To collect homologs of arsenic resistance genes, each HMM profile was searched against 786 genomes, using hmmsearch with an E-value cutoff of 0.1. Hit scores were retrieved, and the corresponding sequences were examined for conserved domains, using protein family (PFAM) database (57). With profile searches for Acr3, ArsB, ArsH, ArsI, ArsM, and ArsP (SI Appendix, Figs. S22–S27), the retrieved hits were partitioned into two distinct groups: one exhibited significantly higher scores that consist of reference proteins, and another showed a much lower score that included distant homologs. The separation of scoring values permitted us to distinguish these arsenic resistance genes from their remote relatives, and we annotated the sequences showing better scoring values as the target proteins. To determine whether these sequences are truly arsenic resistance proteins, hits from hmmsearch were aligned with MAFFT (multiple sequence alignment based on fast Fourier transform), and phylogenetic trees were constructed using RAxML under the PROTGAMMAAUTO model with 100 nonparametric bootstraps.
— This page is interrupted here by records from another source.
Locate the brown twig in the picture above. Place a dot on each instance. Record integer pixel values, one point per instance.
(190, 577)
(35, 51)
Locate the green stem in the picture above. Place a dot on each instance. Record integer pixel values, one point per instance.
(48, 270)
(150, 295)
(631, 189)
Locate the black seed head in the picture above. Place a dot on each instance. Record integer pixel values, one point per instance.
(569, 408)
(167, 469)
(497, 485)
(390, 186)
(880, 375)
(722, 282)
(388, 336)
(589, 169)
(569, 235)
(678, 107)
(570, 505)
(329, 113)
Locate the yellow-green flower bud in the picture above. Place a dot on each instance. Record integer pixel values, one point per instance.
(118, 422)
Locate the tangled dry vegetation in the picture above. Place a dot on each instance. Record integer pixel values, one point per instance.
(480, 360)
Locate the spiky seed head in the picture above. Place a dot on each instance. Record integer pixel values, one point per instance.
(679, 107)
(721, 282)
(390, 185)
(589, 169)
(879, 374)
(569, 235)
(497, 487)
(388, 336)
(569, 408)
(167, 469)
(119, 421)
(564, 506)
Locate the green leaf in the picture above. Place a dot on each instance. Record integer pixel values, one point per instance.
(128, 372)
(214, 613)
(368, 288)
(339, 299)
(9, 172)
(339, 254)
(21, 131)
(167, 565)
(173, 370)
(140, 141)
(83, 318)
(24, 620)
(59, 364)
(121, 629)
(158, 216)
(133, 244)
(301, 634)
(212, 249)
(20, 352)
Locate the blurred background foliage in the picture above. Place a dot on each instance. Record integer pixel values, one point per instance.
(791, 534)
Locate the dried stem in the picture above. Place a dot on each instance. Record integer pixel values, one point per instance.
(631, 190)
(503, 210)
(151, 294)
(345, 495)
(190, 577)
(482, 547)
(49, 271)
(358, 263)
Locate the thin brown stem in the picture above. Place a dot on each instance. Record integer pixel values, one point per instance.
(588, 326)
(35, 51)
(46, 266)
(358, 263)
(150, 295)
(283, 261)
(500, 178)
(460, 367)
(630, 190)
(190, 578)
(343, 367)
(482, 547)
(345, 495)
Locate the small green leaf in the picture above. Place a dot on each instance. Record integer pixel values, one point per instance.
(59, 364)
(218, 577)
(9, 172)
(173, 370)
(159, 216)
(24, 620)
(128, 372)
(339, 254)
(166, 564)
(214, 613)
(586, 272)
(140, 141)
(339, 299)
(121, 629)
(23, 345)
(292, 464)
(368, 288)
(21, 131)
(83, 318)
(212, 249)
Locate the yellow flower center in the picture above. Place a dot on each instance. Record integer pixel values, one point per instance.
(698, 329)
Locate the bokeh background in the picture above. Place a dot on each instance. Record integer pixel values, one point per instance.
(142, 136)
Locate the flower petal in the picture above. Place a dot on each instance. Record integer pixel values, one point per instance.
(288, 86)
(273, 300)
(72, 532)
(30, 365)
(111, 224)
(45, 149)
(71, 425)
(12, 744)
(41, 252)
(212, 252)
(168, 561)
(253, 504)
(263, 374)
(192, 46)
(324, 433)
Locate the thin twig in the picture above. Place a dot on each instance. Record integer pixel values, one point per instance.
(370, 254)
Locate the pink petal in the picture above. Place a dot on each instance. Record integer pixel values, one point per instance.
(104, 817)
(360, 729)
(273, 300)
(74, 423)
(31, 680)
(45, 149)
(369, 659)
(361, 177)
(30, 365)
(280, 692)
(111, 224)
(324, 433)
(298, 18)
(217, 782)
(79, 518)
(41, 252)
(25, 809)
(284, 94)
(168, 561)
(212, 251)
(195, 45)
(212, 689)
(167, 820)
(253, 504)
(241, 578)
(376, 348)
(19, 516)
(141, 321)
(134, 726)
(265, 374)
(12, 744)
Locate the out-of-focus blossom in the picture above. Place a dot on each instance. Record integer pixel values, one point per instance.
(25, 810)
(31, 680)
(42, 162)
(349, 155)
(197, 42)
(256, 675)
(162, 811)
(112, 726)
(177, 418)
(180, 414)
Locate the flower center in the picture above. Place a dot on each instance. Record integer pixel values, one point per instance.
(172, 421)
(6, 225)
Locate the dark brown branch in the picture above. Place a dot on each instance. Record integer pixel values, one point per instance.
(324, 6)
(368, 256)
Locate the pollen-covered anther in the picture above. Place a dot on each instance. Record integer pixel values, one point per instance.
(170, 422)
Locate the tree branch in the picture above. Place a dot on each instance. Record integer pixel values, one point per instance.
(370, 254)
The results from these tree-building trails indicated that sequences with significant higher scores formed a moderate- to strong-supported monophyletic clade among the functional characterized proteins (SI Appendix, Figs. S22–S27), which provided evidence that the arsenic resistance proteins were correctly annotated.
In contrast, HMM profiles showed lower ability to distinguish ArsCs from their distant relatives (SI Appendix, Figs. S28–S30), probably because of their short protein lengths and absence of highly conserved domains. Therefore, we identified prokaryotic arsenate reductase genes (ArsC1 and ArsC2) by taking genomic contexts into account. The hmmsearch scoring threshold for each arsenate reductase (ArsC1 and ArsC2) was optimized to include sequences from the phylogenetic clade containing both reference proteins and homologs located within ars operon (SI Appendix, Figs. S28 and S29). Eukaryotic arsenate reductases (Acr2) were determined via a phylogenetic method. Branches within a well-supported clade consisting known Acr2 were selected as putative Acr2 (SI Appendix, Fig. S30).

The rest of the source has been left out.